This Day In History: Pol Pot Changes Cambodia’s Name to Kampuchea (1976).

This Day In History: Pol Pot Changes Cambodia’s Name to Kampuchea (1976).

Ed - January 5, 2017

On this day in 1976, the brutal dictator Pol Pot changed the name of his country from Cambodia to Kampuchea. This was all part of his policy of turning the country into an agrarian communist utopia. In fact, his attempt to turn his country into a paradise turned it into a hell. The next three years as a result of his plans, between one and two million people died. Pol Pot was born into an affluent family in Cambodia and was sent abroad to study. While studying in Paris he came under the influence of communists. He returned to his homeland and was determined to launch a communist revolution in a country he saw as being backward and feudal.

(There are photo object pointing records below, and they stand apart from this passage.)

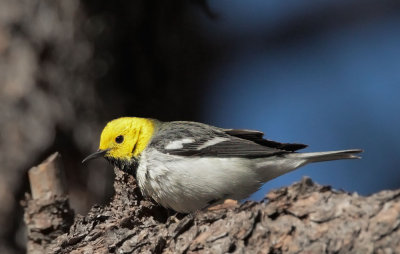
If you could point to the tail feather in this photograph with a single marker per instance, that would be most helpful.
(329, 156)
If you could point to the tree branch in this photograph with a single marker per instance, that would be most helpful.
(304, 217)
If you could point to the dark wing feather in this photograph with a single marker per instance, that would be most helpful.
(257, 137)
(200, 134)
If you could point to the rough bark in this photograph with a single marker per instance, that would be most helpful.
(47, 211)
(304, 217)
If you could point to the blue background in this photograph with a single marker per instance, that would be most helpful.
(336, 88)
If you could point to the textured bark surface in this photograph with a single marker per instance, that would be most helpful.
(304, 217)
(47, 211)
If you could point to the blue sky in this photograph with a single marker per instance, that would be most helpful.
(336, 89)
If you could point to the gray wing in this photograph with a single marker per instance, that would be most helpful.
(197, 139)
(257, 137)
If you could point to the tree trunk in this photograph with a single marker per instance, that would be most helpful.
(302, 218)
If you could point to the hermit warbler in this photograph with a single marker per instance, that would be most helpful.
(188, 166)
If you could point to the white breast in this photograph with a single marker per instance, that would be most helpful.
(186, 184)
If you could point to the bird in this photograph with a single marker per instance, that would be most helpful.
(189, 166)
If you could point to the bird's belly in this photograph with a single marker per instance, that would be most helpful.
(186, 184)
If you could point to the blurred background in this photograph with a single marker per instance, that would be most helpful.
(323, 73)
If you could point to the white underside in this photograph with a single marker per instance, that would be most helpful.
(187, 184)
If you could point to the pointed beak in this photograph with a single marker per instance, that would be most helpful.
(97, 154)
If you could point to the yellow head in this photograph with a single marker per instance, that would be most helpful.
(124, 138)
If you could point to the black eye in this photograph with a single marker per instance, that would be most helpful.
(119, 139)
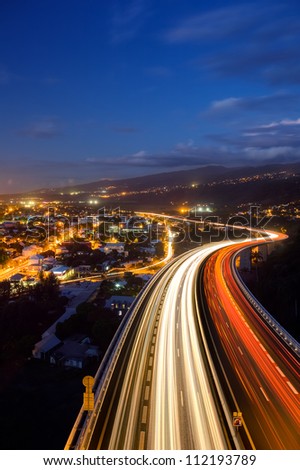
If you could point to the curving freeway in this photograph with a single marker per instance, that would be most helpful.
(262, 371)
(189, 353)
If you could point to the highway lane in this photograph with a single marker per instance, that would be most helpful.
(166, 401)
(164, 394)
(264, 375)
(164, 391)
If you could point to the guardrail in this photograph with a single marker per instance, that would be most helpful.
(289, 340)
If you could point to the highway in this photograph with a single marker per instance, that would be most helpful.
(258, 366)
(190, 353)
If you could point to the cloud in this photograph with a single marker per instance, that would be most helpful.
(265, 103)
(128, 18)
(47, 128)
(264, 42)
(125, 130)
(283, 122)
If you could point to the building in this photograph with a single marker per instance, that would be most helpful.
(119, 304)
(63, 272)
(109, 247)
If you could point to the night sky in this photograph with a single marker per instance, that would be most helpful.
(93, 89)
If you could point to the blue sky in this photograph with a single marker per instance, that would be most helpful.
(93, 89)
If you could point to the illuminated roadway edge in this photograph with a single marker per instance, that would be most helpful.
(86, 421)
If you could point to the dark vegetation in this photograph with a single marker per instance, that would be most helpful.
(276, 283)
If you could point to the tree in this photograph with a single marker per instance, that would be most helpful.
(5, 290)
(3, 257)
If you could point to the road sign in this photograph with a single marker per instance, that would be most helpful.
(237, 418)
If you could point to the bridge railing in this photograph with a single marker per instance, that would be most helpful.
(278, 329)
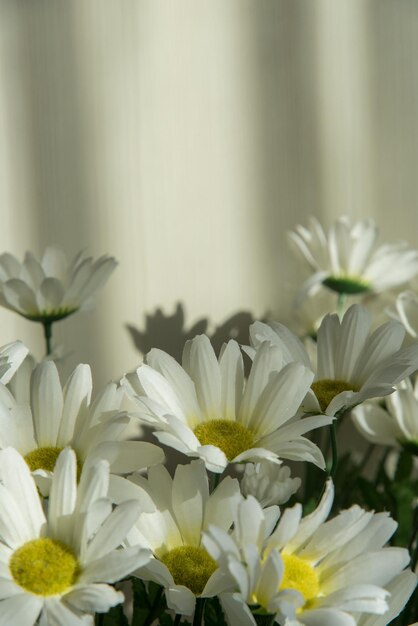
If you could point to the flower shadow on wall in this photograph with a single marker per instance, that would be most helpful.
(169, 332)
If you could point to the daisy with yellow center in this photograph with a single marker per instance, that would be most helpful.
(51, 288)
(353, 364)
(53, 416)
(205, 407)
(345, 259)
(308, 571)
(56, 567)
(175, 513)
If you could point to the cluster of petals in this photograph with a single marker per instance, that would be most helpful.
(368, 364)
(174, 513)
(51, 288)
(178, 400)
(394, 425)
(81, 519)
(346, 559)
(270, 483)
(348, 253)
(53, 416)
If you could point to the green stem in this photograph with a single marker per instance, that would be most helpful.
(47, 324)
(156, 609)
(214, 479)
(198, 612)
(342, 299)
(333, 439)
(265, 620)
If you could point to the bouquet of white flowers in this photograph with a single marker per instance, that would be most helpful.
(94, 529)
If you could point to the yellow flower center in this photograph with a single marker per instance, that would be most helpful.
(301, 576)
(190, 566)
(326, 389)
(45, 458)
(231, 437)
(44, 567)
(42, 458)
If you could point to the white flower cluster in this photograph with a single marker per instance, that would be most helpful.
(78, 514)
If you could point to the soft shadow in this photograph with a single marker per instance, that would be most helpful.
(169, 332)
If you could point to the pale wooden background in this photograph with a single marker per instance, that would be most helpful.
(186, 136)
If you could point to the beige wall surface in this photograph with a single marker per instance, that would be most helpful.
(185, 137)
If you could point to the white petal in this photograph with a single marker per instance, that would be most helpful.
(180, 599)
(190, 493)
(232, 380)
(204, 369)
(376, 425)
(94, 598)
(178, 379)
(236, 610)
(310, 523)
(20, 610)
(56, 613)
(287, 528)
(268, 359)
(376, 568)
(16, 478)
(222, 504)
(353, 334)
(280, 399)
(327, 617)
(20, 297)
(114, 566)
(327, 340)
(50, 294)
(76, 395)
(47, 403)
(382, 344)
(128, 456)
(114, 530)
(63, 493)
(15, 353)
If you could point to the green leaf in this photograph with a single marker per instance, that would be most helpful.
(404, 466)
(115, 617)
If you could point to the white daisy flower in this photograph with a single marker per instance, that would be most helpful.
(327, 569)
(56, 567)
(12, 356)
(206, 409)
(176, 511)
(269, 483)
(50, 289)
(346, 259)
(397, 425)
(65, 416)
(400, 589)
(353, 364)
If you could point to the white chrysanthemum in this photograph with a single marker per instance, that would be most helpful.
(346, 259)
(176, 511)
(269, 483)
(333, 568)
(51, 288)
(397, 425)
(65, 416)
(353, 364)
(12, 356)
(57, 567)
(400, 589)
(406, 310)
(206, 409)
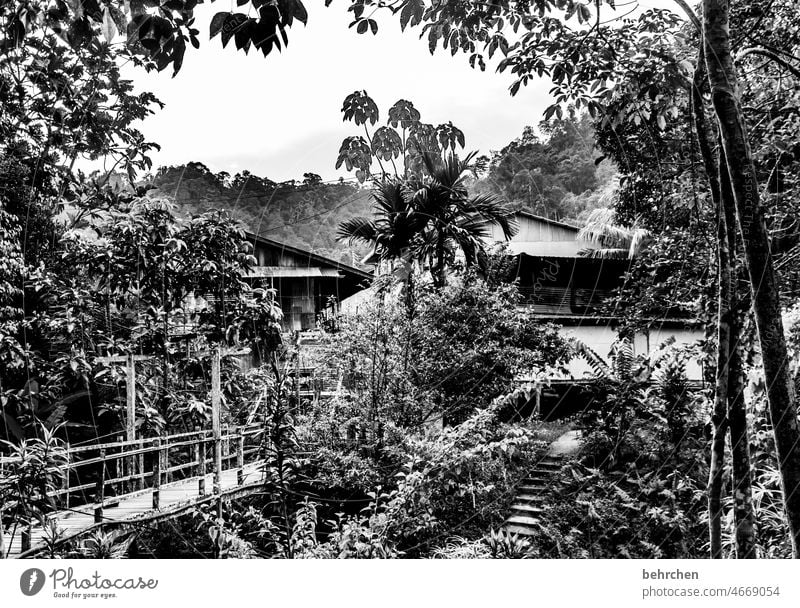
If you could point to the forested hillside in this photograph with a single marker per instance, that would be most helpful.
(304, 213)
(550, 171)
(554, 171)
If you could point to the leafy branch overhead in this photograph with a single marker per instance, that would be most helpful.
(157, 30)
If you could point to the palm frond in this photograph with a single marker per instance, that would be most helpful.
(357, 229)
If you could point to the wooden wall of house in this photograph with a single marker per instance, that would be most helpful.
(533, 230)
(270, 256)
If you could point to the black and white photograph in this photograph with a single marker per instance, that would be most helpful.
(399, 280)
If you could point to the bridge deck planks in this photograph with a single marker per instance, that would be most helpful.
(137, 505)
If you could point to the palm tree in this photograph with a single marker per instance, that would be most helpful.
(612, 241)
(454, 219)
(394, 228)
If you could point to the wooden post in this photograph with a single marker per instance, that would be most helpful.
(121, 467)
(239, 456)
(66, 482)
(2, 504)
(25, 536)
(165, 461)
(130, 419)
(200, 455)
(157, 476)
(216, 398)
(99, 494)
(140, 468)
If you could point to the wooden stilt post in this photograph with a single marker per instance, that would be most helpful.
(166, 476)
(157, 476)
(129, 466)
(66, 482)
(100, 491)
(239, 456)
(216, 399)
(2, 530)
(25, 536)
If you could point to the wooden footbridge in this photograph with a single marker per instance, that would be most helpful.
(126, 483)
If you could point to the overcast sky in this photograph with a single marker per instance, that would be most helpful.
(280, 116)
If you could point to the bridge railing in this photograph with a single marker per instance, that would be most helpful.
(101, 473)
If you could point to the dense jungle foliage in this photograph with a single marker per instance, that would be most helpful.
(429, 434)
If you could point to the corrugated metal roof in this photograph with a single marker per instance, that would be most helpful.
(282, 272)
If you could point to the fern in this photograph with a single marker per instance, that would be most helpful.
(599, 366)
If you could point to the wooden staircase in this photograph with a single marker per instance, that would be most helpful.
(531, 493)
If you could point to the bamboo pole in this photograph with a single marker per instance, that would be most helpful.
(157, 476)
(216, 398)
(129, 466)
(239, 456)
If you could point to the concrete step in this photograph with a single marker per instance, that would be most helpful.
(520, 530)
(526, 509)
(529, 498)
(531, 489)
(523, 520)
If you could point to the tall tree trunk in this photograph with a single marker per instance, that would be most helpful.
(743, 512)
(719, 418)
(766, 305)
(440, 272)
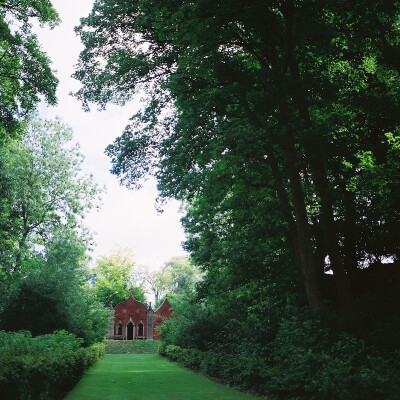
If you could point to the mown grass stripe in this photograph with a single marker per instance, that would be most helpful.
(147, 377)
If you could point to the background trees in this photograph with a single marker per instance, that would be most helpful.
(25, 70)
(270, 96)
(44, 261)
(115, 278)
(275, 123)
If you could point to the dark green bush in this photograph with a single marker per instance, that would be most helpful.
(44, 367)
(307, 359)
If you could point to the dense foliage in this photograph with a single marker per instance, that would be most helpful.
(176, 279)
(276, 123)
(25, 70)
(45, 367)
(43, 259)
(115, 278)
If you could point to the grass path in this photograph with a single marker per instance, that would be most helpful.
(147, 377)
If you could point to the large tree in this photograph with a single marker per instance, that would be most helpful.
(43, 189)
(276, 95)
(25, 71)
(115, 278)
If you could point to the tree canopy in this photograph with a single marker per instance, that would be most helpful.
(294, 100)
(26, 76)
(115, 278)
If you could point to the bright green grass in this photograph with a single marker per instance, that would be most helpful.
(147, 377)
(131, 346)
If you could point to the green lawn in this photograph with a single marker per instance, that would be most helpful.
(147, 377)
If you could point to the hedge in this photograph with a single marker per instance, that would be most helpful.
(44, 367)
(346, 371)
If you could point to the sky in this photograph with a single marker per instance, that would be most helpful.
(128, 218)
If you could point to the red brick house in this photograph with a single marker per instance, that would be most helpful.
(131, 319)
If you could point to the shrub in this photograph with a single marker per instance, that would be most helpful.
(44, 367)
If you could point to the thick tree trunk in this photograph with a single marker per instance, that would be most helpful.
(298, 228)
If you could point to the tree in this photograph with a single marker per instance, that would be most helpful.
(273, 94)
(177, 278)
(25, 70)
(115, 278)
(54, 293)
(44, 190)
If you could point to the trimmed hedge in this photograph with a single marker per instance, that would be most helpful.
(44, 367)
(292, 370)
(131, 346)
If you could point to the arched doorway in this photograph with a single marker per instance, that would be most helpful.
(129, 329)
(141, 330)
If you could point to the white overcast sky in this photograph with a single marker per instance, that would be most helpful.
(128, 218)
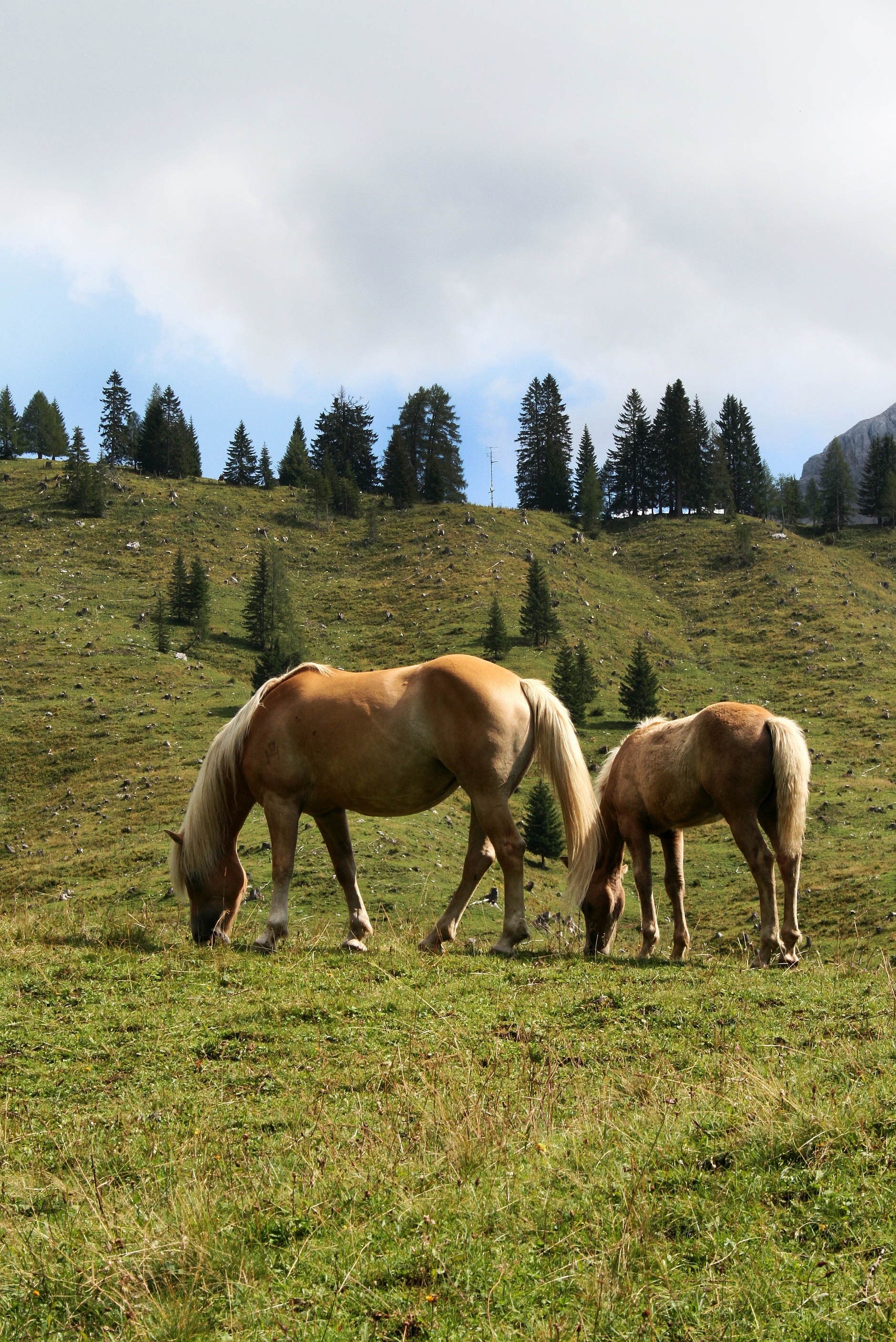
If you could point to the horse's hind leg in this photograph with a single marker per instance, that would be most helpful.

Cambodia received its independence from France in 1954 after the French defeat by the Communist Viet Minh. Pol Pot soon became a leading figure in the small Communist movement in Cambodia. He was popularly known as Brother Number One by his fellow communists. For many years he and his Party (Khmer Rouge) operated in the jungles along the Vietnamese border. When the army overthrew the popular monarch the Khmer Rouge waged a brutal guerrilla war against the military regime. The US repeatedly bombed Cambodia at this time in a bid to destroy the North Vietnamese bases in the country.

This Day In History: Pol Pot Changes Cambodia’s Name to Kampuchea (1976).
Nicolae Ceaușescu with Pol Pot (2nd from right)

In April 1975, after almost five years of war, Pol Pot’s guerrillas seized Phnom Penh, after they had effectively cut- it off from the outside world. Many people initially regarded them as liberators but they were to be mistaken. Pol Pot inspired by Mao sought to create peasant utopia in his country He drove all the city and town dwellers into the countryside. Those who refused were brutally killed. The majority of Cambodians had to live in communes where they were terrorized by Pol Pot’s followers, the Khmer Rouge. All Cambodians had to become peasants and the educated were often murdered as they were seen as ‘class-enemies’. Members of ethnic minorities were also murdered in huge numbers. Pol Pot’s social revolution was a disaster and it resulted in famines in which unknown numbers died. He also had thousands more tortured and executed. Pol Pot in order to distract attention from his failures started a series of armed clashes with Vietnam. Hanoi exasperated by the attacks soon decided to invade Cambodia and drove Pol Pot from power. He and his hardline supporters retreated to jungle bases and they waged a guerrilla war against the Vietnamese occupation and those Cambodians who supported them. Pol Pot and the Khmer Rouge was able to hide out in the jungles of Cambodia for almost two decades. After a power struggle, Pol Pot was arrested by members of his own party. Before he was brought to justice he died of natural causes.

Pol Pot was one of the most brutal dictators of all time and his crimes were almost as terrible as Stalin and Hitler.